The prayers that you offer to God when all you do is make sound. It's just, "Ah." God hears it. It's his Spirit in your heart. He says, "I'm listening." That's what we have in adoption, the heart and the ear of our Heavenly Father. We have this new identity, we have this new intimacy and a new inheritance. Now as sons, we're heirs. Heirs through God. It's given as a gift of grace.
This is what we've received. It's a new place that we dare not struggle to belong because we drive these anchors, these stakes deep into our hearts to say, "Yes, we have been adopted." And we sing these songs to each other, and we get to see even adoptions happen in our church family. And even in fact, the courthouse knows our church. Foster care agencies, they call us. When we go to the courthouse for various adoptions, they say, "Oh, Bethany's back here again." That's a good reason to be known in the courthouse. We're there on a great day. If you're considering adoption, you're thinking about how you can help support others, come and talk to us. We have ministries that help support that.
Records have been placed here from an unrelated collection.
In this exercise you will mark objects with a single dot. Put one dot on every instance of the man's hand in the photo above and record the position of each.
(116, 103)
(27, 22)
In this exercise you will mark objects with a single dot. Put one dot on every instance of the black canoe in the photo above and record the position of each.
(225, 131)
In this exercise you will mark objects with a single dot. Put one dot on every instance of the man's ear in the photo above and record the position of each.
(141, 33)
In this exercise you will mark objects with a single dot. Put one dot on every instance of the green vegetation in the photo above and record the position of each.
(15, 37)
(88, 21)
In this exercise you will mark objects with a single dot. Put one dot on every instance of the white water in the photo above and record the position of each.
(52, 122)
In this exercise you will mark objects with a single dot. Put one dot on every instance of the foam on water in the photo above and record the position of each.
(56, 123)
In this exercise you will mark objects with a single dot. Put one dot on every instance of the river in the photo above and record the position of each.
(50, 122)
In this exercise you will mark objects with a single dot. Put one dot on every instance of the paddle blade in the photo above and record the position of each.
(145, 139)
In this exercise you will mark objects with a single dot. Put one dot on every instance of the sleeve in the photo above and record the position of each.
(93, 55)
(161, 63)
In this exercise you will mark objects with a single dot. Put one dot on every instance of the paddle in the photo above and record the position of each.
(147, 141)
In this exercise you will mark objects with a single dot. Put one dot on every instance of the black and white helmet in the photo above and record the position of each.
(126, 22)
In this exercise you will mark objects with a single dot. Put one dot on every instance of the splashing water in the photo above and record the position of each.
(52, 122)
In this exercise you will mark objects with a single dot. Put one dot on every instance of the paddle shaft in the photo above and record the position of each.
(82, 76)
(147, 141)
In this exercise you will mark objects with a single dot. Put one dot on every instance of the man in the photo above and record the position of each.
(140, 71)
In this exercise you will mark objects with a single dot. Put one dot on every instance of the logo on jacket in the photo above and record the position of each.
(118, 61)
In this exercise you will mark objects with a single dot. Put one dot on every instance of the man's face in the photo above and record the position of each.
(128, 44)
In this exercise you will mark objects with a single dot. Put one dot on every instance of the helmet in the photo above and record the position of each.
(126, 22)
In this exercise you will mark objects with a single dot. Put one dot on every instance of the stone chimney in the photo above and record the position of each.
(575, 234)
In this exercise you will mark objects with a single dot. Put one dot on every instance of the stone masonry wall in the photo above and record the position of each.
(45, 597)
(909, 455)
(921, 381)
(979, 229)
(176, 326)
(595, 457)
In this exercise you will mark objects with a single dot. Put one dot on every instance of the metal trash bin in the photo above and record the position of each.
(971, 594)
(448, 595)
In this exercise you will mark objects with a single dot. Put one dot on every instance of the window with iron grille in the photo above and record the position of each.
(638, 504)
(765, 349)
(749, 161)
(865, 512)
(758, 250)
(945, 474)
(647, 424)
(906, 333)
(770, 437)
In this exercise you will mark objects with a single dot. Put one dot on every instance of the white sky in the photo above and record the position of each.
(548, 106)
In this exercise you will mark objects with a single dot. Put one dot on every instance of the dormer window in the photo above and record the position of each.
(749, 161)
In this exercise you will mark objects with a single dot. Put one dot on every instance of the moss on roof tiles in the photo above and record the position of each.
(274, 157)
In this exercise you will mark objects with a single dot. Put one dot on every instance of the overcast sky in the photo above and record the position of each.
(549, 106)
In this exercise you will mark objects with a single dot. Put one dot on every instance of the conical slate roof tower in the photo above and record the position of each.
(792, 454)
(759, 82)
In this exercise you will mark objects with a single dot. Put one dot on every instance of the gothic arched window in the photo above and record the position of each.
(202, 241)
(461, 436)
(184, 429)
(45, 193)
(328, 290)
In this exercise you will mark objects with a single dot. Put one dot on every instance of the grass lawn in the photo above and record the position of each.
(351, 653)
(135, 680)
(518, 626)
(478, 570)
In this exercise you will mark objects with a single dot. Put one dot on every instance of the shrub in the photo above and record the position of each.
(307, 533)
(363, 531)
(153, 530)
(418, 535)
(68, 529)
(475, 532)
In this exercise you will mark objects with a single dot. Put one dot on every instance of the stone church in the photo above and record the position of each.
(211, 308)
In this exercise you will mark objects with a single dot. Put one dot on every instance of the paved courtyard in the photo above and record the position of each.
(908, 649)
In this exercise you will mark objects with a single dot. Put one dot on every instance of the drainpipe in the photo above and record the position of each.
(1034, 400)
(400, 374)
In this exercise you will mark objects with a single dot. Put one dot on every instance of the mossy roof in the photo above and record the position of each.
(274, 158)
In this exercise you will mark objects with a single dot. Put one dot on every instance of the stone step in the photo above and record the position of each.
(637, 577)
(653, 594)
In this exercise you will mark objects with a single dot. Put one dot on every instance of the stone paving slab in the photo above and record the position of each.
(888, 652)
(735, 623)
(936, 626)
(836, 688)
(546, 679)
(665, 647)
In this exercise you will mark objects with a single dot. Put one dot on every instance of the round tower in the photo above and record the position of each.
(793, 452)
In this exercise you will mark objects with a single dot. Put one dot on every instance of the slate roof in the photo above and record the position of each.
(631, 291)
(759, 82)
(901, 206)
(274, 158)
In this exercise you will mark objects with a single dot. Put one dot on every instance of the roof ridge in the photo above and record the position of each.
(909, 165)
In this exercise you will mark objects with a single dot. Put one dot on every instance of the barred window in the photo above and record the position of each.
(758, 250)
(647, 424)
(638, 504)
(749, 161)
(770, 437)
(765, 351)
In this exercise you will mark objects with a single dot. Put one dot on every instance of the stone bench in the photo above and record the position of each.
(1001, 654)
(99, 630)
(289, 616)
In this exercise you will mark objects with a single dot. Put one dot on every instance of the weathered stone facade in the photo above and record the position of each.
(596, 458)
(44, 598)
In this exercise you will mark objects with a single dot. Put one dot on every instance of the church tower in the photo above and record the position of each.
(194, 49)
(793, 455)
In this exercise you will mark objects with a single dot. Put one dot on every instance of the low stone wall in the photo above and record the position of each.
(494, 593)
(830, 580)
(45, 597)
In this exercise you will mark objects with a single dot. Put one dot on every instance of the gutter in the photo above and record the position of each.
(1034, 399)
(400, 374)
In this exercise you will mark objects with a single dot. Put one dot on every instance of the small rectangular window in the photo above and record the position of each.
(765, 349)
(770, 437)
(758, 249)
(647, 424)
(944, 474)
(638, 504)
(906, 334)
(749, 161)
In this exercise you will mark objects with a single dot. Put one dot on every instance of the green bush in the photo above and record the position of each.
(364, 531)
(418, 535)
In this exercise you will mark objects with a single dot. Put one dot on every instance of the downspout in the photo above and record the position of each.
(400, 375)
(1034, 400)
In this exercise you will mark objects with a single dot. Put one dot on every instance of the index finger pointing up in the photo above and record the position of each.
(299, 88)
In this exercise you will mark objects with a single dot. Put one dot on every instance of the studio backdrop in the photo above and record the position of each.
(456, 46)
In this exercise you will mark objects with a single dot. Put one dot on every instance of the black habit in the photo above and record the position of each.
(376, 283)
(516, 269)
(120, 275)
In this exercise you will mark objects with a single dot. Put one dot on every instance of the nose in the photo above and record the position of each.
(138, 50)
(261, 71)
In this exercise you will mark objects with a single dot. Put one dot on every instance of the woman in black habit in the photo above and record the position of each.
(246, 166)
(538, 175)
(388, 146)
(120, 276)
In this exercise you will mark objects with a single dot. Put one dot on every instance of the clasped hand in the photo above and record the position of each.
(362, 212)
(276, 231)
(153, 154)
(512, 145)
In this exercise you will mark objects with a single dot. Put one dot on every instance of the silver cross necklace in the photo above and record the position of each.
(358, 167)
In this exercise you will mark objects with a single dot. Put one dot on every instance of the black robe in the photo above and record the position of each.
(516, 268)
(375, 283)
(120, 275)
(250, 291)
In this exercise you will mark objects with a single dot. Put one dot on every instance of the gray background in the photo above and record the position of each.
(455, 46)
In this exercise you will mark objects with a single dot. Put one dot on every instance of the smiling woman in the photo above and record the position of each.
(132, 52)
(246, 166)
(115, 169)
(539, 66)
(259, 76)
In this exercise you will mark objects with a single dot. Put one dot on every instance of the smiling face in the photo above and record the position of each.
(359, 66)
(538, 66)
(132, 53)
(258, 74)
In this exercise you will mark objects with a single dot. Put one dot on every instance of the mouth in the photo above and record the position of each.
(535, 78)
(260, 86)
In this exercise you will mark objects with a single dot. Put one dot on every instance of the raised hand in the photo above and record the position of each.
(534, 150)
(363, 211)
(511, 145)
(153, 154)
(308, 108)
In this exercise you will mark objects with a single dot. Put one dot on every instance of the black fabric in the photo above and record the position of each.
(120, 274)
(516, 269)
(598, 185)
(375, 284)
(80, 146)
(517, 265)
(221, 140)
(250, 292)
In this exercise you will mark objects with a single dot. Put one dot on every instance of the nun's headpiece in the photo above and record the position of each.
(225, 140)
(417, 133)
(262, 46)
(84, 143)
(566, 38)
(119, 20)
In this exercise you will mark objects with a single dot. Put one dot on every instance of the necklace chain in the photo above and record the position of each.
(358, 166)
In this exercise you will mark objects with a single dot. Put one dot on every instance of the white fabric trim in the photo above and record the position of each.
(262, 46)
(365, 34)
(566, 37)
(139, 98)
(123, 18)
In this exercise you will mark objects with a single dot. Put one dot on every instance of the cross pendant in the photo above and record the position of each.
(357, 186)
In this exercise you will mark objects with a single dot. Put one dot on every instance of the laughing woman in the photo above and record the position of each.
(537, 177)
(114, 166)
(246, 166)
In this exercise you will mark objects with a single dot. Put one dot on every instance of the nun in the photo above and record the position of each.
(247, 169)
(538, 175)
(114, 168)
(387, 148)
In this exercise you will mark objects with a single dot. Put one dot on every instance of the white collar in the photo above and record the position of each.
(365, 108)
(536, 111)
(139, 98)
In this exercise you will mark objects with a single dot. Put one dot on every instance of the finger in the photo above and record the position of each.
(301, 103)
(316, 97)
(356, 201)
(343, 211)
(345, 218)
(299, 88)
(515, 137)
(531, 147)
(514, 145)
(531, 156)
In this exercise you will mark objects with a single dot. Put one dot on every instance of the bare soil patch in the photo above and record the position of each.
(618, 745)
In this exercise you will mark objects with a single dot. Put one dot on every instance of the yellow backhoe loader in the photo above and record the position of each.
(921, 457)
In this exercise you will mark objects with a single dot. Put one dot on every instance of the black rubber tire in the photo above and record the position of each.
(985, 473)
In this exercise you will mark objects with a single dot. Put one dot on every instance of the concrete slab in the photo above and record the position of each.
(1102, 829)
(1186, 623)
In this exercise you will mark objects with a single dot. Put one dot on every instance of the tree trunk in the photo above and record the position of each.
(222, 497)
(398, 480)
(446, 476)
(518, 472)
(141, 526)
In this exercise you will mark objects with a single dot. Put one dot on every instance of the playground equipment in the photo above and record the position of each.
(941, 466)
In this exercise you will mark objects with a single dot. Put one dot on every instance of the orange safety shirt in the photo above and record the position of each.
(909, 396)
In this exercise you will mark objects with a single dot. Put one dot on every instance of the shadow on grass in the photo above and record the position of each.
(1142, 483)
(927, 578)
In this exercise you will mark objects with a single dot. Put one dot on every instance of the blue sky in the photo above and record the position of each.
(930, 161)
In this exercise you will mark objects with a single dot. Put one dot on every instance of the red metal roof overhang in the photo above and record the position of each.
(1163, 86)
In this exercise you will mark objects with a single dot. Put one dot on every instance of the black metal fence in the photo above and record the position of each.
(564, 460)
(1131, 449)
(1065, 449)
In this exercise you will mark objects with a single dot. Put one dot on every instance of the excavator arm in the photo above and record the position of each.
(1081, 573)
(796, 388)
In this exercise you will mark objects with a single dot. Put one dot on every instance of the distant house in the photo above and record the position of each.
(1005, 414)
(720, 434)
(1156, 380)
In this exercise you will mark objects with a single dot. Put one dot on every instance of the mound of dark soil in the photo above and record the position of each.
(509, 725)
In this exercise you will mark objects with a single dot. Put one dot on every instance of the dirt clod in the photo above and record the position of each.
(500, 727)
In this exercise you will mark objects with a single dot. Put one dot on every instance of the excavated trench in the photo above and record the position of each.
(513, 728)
If you're struggling with the challenges that arise, all kinds, from the challenges of parenting and broken families, we'd love to come along and support you and pray for you. You have a Heavenly Father who knows and cares, and siblings all around you. We're part of this family. If you struggle with that sense of belonging, we're here to remind each other of these truths. We do it every week, singing, praying, loving. This is what God has given, and he's not just left us here alone. He will return one day. In our families, we celebrate adoption day. God made me a Beekley day, and the Lord's granted us three. All those days, special days, we're in the courthouse.
It's amazing thing at that point, you're there, and you realize that the ones most affected by this moment and the decisions, they don't even have a voice in the matter, and they don't always understand what's going on. But the reason why it's happening is so that they can have a voice. See, my daughter, she says to the judge when it's over, "I like your costume." And we go out to celebrate. We say, "How do you want to celebrate?" She says, "Let's get donuts." Donuts it is. There's a lot of legal technical jargon. The time doesn't mean very much. A lot of theological terms that we work through.
One day it will mean some things, but in the end, it's just belonging to your forever family. "I like your costume. Let's get some donuts." Every time my kids cry, they have my ears because they have my heart. Been in the ER, been in prompt care with each of them. Not perfect as a father, but they truly do have my ear because it's a reminder to me to not stop crying out to my Heavenly Father because I know I have his ear. And if you are in Christ by faith, so do you. We can share our hearts with him because he has given us his, not only for us, but to us. Lord, thank you that you're for us. Thank you that we can come to you as our Heavenly Father.
Thank you that you have compassion on us. You know our frame. You know all of our sin. You know all of our sufferings. You bore them in your body. Lord, there's different boxes in our lives that we're tempted to worry if they're checked. We wonder if you'll really accept us because of this physical challenge, this weakness, of this sin in our background, this kind of awkwardness, these kind of mental loops that we have, and we don't feel secure, and have we thought the right thing or done the right thing? And Lord, our belonging is actually out of our hands, and we thank you that it's in your secure, loving hands. You've accomplished it. Lord, help us to declare and anchor these truths into our hearts, even as we sing this morning.
In the name of your Son, Jesus, we say amen. Please stand.